Investigators estimated that she was in her late teens to early 20s, stood 5'6" tall and weighed 125 pounds.
The victim had long, reddish-brown hair that was styled in two side braids with a part down the middle. She also had freckles on her face.
She had several scars. One was beneath her chin, another was on her left arm, two were on her left wrist, one was on her right hand, one was on her right ankle and one was on her right foot.
She had also been to the dentist before, as was evident by a top right central incisor with a porcelain-metal crown.
The victim was found wearing bell bottom blue jeans, a brown turtleneck sweater with an orange crisscross design on the front and a handmade tan buckskin pullover jacket with leather fringe.

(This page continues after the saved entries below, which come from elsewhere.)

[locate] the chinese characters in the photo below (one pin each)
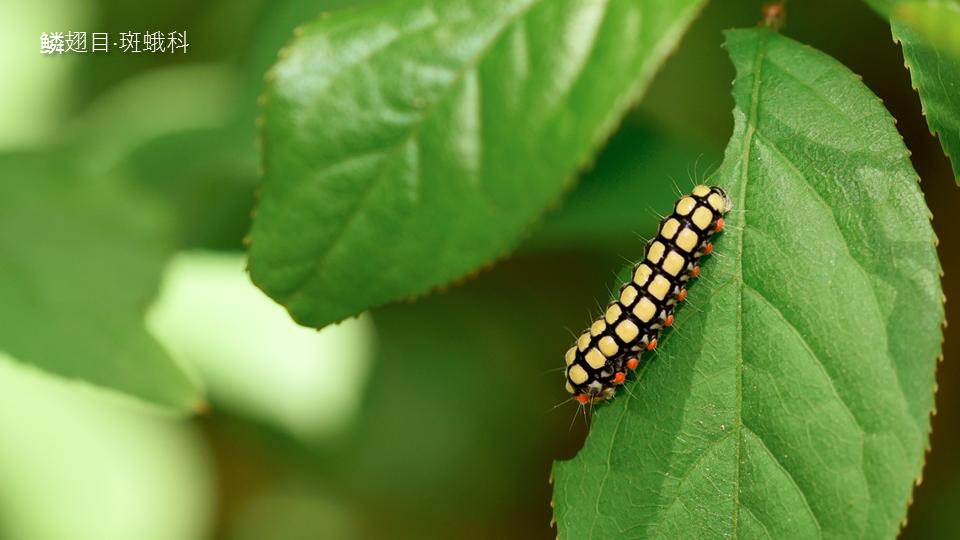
(57, 43)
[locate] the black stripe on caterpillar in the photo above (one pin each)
(599, 360)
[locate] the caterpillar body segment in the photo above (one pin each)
(600, 359)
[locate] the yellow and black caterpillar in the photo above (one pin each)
(599, 361)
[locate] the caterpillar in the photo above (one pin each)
(599, 360)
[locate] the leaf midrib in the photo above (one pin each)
(742, 198)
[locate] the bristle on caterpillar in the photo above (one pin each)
(599, 360)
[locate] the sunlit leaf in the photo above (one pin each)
(936, 76)
(407, 143)
(792, 398)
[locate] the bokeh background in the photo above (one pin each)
(434, 419)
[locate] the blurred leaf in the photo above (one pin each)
(80, 465)
(639, 171)
(254, 360)
(294, 514)
(408, 143)
(936, 76)
(81, 258)
(937, 21)
(457, 428)
(795, 400)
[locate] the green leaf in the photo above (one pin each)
(640, 171)
(937, 21)
(407, 143)
(936, 76)
(79, 261)
(792, 398)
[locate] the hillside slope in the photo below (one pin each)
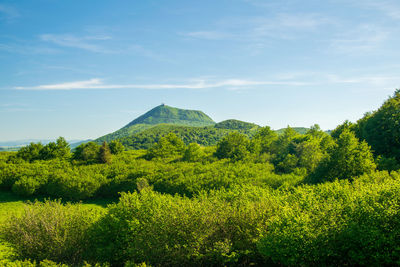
(162, 114)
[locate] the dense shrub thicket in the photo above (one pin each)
(291, 199)
(330, 224)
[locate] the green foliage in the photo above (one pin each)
(349, 158)
(165, 230)
(160, 115)
(88, 152)
(116, 147)
(168, 147)
(105, 153)
(336, 224)
(234, 146)
(204, 136)
(30, 152)
(264, 138)
(51, 231)
(193, 153)
(59, 149)
(236, 125)
(381, 128)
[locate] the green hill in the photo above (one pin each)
(205, 136)
(236, 125)
(300, 130)
(162, 114)
(170, 115)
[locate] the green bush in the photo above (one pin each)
(336, 224)
(166, 230)
(50, 231)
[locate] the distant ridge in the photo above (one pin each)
(171, 115)
(161, 114)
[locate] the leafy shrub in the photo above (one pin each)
(165, 230)
(50, 230)
(336, 224)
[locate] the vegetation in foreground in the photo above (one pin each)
(289, 199)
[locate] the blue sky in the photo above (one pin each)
(82, 69)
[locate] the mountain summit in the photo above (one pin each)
(161, 114)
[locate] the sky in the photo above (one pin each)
(82, 69)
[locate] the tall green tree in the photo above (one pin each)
(116, 147)
(105, 153)
(234, 146)
(168, 147)
(347, 159)
(381, 129)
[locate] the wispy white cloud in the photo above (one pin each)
(88, 43)
(361, 39)
(210, 35)
(390, 8)
(198, 84)
(27, 49)
(281, 26)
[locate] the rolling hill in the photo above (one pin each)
(162, 114)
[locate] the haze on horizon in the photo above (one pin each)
(82, 69)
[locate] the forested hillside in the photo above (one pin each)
(162, 114)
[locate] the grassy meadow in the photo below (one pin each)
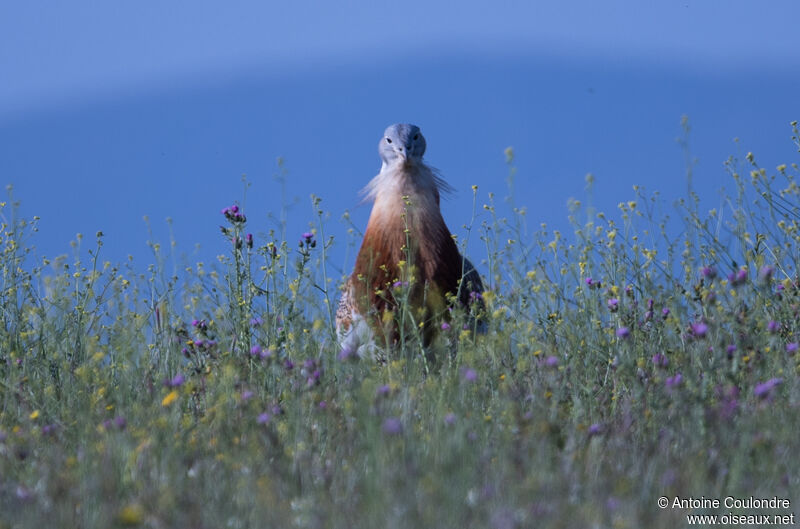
(634, 358)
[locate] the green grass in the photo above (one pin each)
(554, 418)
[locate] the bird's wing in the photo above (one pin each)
(354, 334)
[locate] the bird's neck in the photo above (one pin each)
(405, 226)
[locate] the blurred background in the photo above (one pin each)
(113, 111)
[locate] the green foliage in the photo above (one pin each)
(621, 364)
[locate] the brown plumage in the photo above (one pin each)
(407, 251)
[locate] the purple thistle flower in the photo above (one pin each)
(392, 426)
(674, 381)
(176, 381)
(660, 360)
(699, 329)
(469, 375)
(738, 277)
(764, 390)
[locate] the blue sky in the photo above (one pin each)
(113, 111)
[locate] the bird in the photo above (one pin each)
(408, 254)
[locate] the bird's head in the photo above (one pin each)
(401, 143)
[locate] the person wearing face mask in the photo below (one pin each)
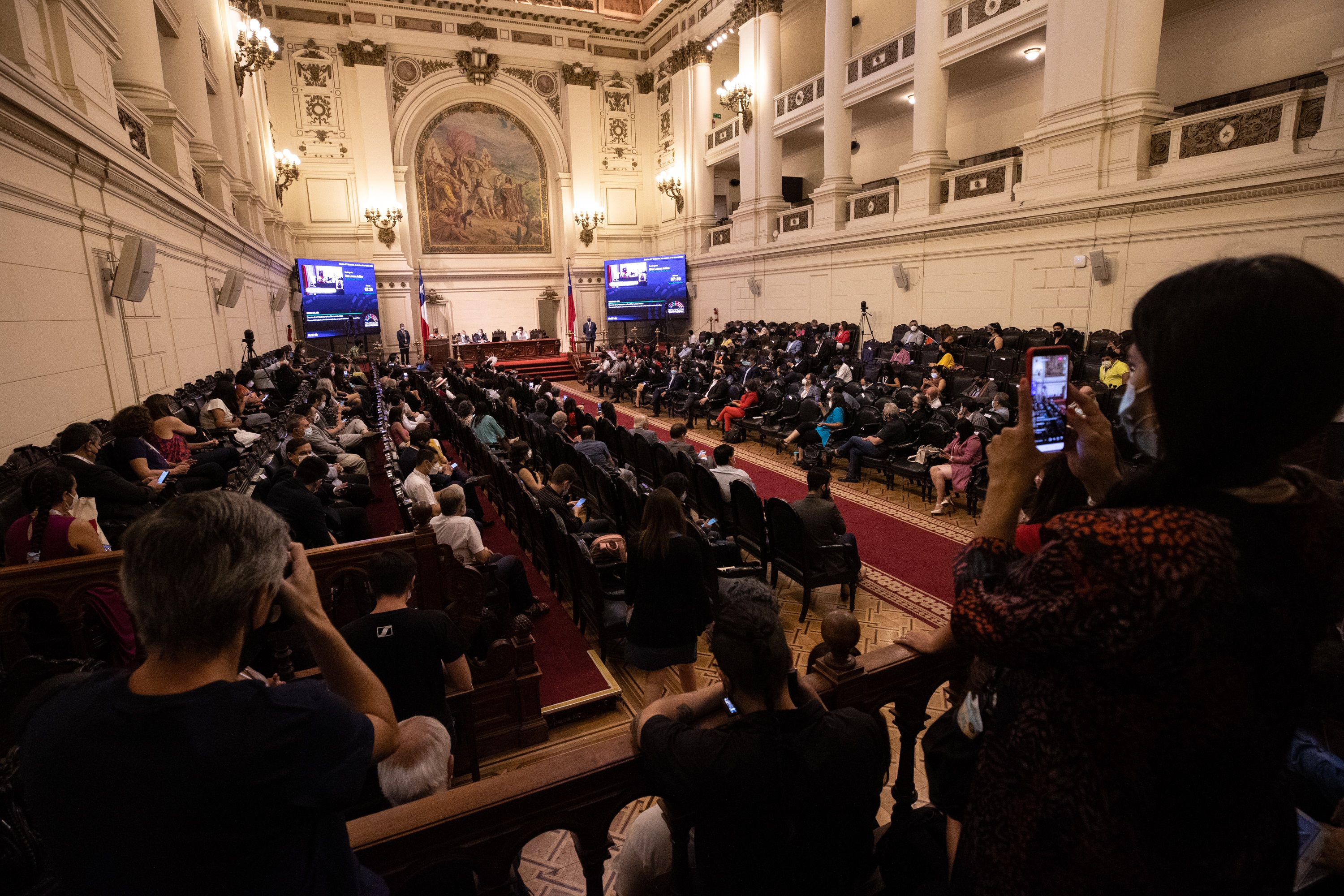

In Feb. 2016, detectives were able to use information from the National Center for Missing & Exploited Children to conduct facial reconstruction with technology. It also sent pollen collected from the victim's clothing to a lab in Houston, TX.
On Sunday, the Miami County Sheriff's Office received the results of the pollen test. Scientists determined that the victim spent a significant amount of time in the northern dry-oak forest region. That includes ares of Connecticut, Pennsylvania, New Jersey, New York, Massachusetts and Rhode Island.
Other pollen samples showed that she also traveled to more arid regions of the western U.S. or northern Mexico.
A high level of soot from vehicle traffic or industrial activity was also on her clothing, which could indicate that she hitchhiked.
Anyone who may recognize the woman is asked to call the Miami County Sheriff's Office at 937-440-3965 ext. 6629 or the Miami County Communication Center at 937-440-9911.